We will provide vulnerable apps that run on

  • Windows Phone 8.1
  • Windows 10 Mobile (UWP App)
  • Windows 10 Desktop (UWP App)

We will discuss more details about Windows Phone 8.1 apps and Windows 10 Mobile Applications in a future article of this series.

What do you need to get started with the series?

Though it may look unnecessary for some readers to have a lab set up instructions, I have decided to provide them as these are not as straight as Android. Setting up Windows Emulators need some additional steps shown in the following sections.

According to Microsoft’s documentation for Universal Windows Apps, the following requirements must be satisfied to run an emulator for windows 10 mobile.

  • Hardware-assisted virtualization.
  • Second Level Address Translation (SLAT).
  • Hardware-based Data Execution Prevention (DEP).
  • Windows 8 or higher (Windows 10 strongly recommended)
  • 64-bit
  • Pro edition or higher
  • 4 GB RAM or more

The following is the setup I have while writing these articles and it is recommended to have the same with you. Both Windows Phone 8.1 apps and Windows 10 apps are tested using this setup.

  1. Windows 10 Pro. Yes, you need to pay for it. J

Note: Windows 10 Pro is required to run Windows Phone Emulators. If you consider practicing the techniques on a real device, you may skip this section.

To run Windows Phone emulators, you need to make sure that Hyper-V is enabled on your Windows 10 machine.

Hyper-V support requires Windows 10 Pro. Windows 10 Home doesn’t support Hyper-V.

Assuming that you have Windows 10 Pro, make sure that Virtualization is enabled in BIOS settings as shown in the figure below.

To know more information about BIOS settings for emulators, please follow the URL here.

Now, search for Turn Windows features on or off as shown in the figure below and open it.

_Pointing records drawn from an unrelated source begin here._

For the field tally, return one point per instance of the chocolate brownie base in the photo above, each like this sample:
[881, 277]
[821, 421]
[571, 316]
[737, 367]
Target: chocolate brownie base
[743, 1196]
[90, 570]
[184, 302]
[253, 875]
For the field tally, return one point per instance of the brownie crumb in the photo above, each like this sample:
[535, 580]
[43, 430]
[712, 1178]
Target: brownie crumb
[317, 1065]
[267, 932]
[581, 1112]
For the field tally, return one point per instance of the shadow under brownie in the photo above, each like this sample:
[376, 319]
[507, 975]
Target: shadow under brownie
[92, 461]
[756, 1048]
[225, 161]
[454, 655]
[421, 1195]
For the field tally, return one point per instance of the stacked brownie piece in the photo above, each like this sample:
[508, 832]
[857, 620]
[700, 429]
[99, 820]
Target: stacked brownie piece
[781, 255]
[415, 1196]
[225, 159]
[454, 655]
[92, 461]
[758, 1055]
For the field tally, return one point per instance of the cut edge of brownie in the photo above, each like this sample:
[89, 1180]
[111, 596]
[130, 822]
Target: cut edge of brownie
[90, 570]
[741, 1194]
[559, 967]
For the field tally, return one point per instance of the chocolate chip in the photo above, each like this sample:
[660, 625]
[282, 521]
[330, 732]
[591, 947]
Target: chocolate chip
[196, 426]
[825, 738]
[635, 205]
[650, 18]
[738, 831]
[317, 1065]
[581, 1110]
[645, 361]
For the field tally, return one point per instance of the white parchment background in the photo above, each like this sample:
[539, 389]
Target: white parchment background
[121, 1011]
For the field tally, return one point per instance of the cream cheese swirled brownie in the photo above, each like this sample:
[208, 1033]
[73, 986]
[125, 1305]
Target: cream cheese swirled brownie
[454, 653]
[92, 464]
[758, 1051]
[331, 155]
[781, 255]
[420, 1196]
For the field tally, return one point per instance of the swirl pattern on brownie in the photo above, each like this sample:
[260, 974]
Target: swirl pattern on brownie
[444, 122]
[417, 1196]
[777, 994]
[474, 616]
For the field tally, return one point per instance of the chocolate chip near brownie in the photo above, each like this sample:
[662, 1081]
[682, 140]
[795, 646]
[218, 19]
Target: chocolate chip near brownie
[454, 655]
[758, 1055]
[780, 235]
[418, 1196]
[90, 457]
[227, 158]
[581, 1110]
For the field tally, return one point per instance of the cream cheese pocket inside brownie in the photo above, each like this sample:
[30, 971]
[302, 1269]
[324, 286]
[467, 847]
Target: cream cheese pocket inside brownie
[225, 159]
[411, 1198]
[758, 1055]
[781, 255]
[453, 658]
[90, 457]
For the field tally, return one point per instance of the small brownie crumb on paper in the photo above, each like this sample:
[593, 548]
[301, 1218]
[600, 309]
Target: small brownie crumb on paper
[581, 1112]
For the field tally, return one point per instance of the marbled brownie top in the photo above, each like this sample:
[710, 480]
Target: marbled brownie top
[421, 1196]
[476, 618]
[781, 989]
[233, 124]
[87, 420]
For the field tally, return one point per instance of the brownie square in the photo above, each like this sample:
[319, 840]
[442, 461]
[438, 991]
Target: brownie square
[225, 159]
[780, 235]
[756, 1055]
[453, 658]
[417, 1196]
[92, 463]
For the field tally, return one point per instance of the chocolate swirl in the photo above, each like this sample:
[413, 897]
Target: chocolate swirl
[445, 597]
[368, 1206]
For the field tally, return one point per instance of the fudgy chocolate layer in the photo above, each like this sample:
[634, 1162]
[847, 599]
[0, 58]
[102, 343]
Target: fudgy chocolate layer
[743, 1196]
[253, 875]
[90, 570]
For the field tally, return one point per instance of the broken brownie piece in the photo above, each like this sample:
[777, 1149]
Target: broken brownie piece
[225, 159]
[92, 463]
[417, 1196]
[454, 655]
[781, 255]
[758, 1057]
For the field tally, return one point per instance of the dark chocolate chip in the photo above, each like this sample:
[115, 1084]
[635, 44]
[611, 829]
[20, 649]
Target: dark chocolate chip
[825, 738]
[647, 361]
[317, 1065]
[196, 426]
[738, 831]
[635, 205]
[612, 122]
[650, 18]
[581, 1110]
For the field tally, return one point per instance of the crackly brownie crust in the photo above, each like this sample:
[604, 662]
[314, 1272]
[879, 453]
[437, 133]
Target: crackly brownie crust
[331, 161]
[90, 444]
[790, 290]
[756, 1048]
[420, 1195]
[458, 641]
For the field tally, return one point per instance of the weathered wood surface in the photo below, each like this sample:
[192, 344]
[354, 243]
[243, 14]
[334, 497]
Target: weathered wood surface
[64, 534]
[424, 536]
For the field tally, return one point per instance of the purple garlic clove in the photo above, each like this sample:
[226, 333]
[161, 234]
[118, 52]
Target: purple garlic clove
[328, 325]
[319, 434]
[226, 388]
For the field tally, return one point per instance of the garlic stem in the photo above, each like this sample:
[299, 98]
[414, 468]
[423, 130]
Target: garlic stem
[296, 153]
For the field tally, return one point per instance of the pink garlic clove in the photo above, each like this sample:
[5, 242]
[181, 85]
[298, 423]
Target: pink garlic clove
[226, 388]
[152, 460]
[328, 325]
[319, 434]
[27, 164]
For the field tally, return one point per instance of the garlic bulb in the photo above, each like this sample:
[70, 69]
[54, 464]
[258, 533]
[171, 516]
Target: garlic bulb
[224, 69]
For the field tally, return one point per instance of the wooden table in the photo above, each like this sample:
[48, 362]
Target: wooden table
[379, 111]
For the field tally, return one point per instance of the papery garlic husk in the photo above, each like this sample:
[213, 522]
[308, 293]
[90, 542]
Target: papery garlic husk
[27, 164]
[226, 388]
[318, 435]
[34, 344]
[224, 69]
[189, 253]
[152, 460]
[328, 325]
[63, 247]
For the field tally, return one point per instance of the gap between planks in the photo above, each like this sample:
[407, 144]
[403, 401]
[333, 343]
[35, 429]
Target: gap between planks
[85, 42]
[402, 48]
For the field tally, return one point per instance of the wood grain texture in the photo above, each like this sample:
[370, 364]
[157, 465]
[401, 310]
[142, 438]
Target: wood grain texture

Now, select Hyper-V, and it’s subsections as shown in the figure below.

Now, a restart is required on the machine for the changes to take effect and this will enable Hyper-V on your machine.

2. Visual Studio

Setting up a development environment is the recommended way while learning any application penetration testing concepts. Visual Studio is the IDE used in most of the app development associated with Microsoft Technologies. Download Microsoft Visual Studio Community 2015 and install it.

Ethical Hacking Training – Resources (InfoSec)

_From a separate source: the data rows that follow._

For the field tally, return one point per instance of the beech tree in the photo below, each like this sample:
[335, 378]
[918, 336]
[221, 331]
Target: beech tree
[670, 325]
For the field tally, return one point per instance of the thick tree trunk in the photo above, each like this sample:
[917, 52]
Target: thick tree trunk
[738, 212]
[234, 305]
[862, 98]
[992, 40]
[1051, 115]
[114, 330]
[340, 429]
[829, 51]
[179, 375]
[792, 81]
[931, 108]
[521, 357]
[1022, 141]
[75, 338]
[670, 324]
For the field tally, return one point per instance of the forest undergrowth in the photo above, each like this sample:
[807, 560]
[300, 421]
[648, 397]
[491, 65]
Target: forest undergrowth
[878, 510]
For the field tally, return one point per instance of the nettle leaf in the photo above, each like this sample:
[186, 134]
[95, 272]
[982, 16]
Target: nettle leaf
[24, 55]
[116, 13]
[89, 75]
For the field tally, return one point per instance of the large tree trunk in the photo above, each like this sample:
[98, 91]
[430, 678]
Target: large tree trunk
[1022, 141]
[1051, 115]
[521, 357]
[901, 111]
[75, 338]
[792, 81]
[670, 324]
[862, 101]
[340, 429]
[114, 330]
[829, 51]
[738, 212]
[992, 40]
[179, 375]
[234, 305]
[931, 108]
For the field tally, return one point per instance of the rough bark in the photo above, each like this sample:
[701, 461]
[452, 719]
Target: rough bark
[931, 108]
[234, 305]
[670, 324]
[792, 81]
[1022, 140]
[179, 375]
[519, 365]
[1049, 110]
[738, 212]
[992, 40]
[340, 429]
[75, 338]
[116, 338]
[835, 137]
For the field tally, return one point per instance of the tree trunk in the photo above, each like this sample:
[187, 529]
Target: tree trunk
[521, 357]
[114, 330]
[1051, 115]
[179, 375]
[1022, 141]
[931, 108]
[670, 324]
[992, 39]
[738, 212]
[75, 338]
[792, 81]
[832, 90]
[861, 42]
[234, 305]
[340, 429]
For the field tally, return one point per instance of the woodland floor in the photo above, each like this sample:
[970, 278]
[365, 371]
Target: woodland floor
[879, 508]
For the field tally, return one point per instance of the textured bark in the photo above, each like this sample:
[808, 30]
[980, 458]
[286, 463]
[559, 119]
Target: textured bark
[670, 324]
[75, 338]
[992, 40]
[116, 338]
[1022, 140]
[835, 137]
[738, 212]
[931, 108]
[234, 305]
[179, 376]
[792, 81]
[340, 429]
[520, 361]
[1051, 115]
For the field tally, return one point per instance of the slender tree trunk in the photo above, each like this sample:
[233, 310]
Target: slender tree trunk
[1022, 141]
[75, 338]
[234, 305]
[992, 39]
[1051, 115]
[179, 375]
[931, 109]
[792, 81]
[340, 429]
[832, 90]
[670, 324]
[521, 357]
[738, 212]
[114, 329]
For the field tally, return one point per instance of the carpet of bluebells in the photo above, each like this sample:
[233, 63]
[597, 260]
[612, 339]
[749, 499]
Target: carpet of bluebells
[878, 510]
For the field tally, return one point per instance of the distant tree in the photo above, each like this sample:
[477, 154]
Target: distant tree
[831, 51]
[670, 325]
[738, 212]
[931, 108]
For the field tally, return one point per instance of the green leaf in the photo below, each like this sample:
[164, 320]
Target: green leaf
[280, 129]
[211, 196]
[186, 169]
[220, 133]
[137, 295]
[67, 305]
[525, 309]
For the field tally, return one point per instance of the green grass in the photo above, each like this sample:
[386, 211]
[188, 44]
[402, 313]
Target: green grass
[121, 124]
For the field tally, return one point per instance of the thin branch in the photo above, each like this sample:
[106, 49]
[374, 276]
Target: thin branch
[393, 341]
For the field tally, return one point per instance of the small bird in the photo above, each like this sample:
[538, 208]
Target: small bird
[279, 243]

We can use Visual Studio for loading the source code of the applications being tested when you are given with the source code.

3. Windows Phone SDKs and Emulators

After installing Visual Studio, we need to install SDKs and emulators needed for Windows Phone 8.1 and Universal Windows Platform App development.

This can be done by navigating to Control Panel | Uninstall a program.

Next, choose Microsoft Visual Studio Community 2015 and click Change | Modify.

Next, select the features to be updated as shown in the figure below.

Click UPDATE and wait till the selected features are added to Visual Studio.

4. Vulnerable Apps

Lastly, we need vulnerable apps for practicing the concepts. All the Apps we use in this series will be provided to the readers. We will also see the App installation instructions later in this series.


In this article, we have covered the introduction and background required to start learning Windows Mobile Application Penetration Testing. We have also seen the requirements for setting up Windows Phone 8.1 emulators as well as Windows 10 mobile emulators.